Not all of it, Greigstein told himself. For instance, he knew perfectly well that he would hear nothing as to the photograph and its charming original, and in this the German was perfectly right, for Mary Gay was not mentioned.

"I think I have really interested you," Dick said, presently.

Greigstein nodded. Dick would have been fairly startled to know how deeply his companion was interested. All the same, he had wisely said nothing as to the identity between Mr. Spencer and the excited stranger in Cambria Square. It was this half-truth that so sorely puzzled Greigstein and led him into so wide a labyrinth later on.

"And where did all this happen?" Greigstein asked, vaguely. "Cambria Square? Ah, I got a magnificent specimen of the silver-haired moth there a week or two ago. Your friend was a friend of Mr.
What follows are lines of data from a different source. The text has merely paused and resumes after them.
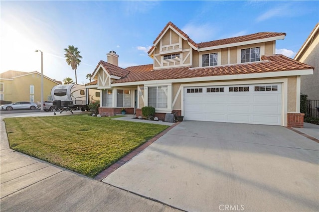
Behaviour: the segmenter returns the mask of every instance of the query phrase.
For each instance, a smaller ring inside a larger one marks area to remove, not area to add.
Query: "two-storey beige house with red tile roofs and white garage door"
[[[303,127],[300,78],[313,67],[276,55],[286,33],[255,34],[196,43],[168,22],[149,50],[153,64],[121,68],[119,55],[107,54],[92,73],[101,91],[100,113],[156,116],[176,112],[185,120]]]

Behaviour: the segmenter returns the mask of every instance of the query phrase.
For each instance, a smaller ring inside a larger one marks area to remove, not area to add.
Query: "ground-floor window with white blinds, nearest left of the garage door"
[[[167,108],[167,86],[149,87],[149,106]]]

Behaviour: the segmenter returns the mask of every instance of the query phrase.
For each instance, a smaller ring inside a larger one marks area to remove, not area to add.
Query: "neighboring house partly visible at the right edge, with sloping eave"
[[[313,66],[314,75],[301,76],[301,93],[309,100],[319,100],[319,23],[299,49],[295,60]]]

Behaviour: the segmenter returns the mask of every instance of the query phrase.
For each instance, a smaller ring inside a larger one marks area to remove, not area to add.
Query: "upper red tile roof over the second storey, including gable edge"
[[[276,37],[276,36],[281,36],[281,35],[286,36],[286,33],[284,33],[284,32],[258,32],[258,33],[243,35],[243,36],[238,36],[238,37],[231,37],[231,38],[225,38],[225,39],[220,39],[220,40],[195,43],[192,39],[189,38],[189,36],[186,33],[184,33],[176,25],[174,25],[172,22],[169,21],[165,25],[165,27],[161,30],[158,37],[154,40],[153,44],[156,43],[156,41],[160,38],[160,36],[164,33],[164,31],[166,30],[166,28],[168,26],[171,26],[174,29],[176,29],[176,31],[178,31],[182,36],[187,38],[187,41],[189,43],[191,43],[193,46],[195,46],[197,48],[205,48],[205,47],[219,46],[219,45],[238,43],[238,42],[244,42],[244,41],[258,40],[258,39]],[[155,48],[155,46],[153,45],[151,47],[151,49],[148,51],[148,53],[150,54],[154,48]]]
Spencer, then, and thus your new appointment?"

"You may put it that way with truth," Dick replied, with a feeling that he had better have kept the whole story to himself. At any rate, he had concealed the fact that his benefactor was one of the actors in the strange drama. "Now, you can give me a clue to the real situation? For the purpose of fiction, I want to know why two men should act in so strange a manner."
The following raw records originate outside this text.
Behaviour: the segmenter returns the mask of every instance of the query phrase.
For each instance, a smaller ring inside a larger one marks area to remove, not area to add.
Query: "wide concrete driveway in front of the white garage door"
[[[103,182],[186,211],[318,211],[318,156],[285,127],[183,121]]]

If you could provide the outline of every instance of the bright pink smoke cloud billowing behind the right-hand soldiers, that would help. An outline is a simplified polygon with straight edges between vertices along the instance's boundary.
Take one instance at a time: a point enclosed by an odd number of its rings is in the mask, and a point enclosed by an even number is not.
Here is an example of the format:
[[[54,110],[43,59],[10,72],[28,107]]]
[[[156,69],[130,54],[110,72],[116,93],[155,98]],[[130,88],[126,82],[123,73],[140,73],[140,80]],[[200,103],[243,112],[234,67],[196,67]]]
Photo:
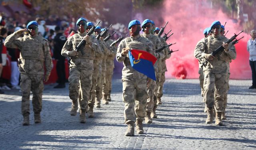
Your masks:
[[[230,38],[234,33],[239,33],[242,28],[219,8],[210,8],[206,0],[165,0],[164,1],[165,21],[169,24],[165,32],[172,29],[174,34],[167,40],[167,43],[175,43],[170,46],[172,53],[170,59],[166,60],[168,72],[167,78],[198,78],[198,60],[194,58],[194,49],[197,42],[204,37],[203,30],[215,20],[222,24],[226,23],[225,31],[229,30],[226,37]],[[164,25],[164,24],[163,24]],[[162,25],[162,26],[163,26]],[[249,54],[246,50],[247,41],[250,35],[242,33],[238,36],[244,38],[235,45],[237,58],[230,63],[230,78],[250,79],[251,70],[249,65]]]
Greigstein laughed, and professed the matter to be entirely beyond him. His face expressed a pleased and amiable curiosity. Yet he passed a hand over his face to conceal the strange, quick quivering of his lips.

"Alas! I am no novelist," he cried. "That you must work out for yourself, young Dick. And now I must be going. To-day is a holiday for me; I get away from those dreadful boys and forget that I am a mere drudge who imparts a mother tongue for a mere pittance."

He slipped out of the room with a thoughtful expression on his face. He saw nothing of the crowded streets; he pushed along mechanically.

"So they are both close at hand," he said to himself; "the one fleeing from a phantom the other pursuing an empty vengeance! And my young friend blunders into them and he finds the girl as well! Well, everything comes to the man who can afford to wait. On the whole, I can do no better than go down to Stanmere."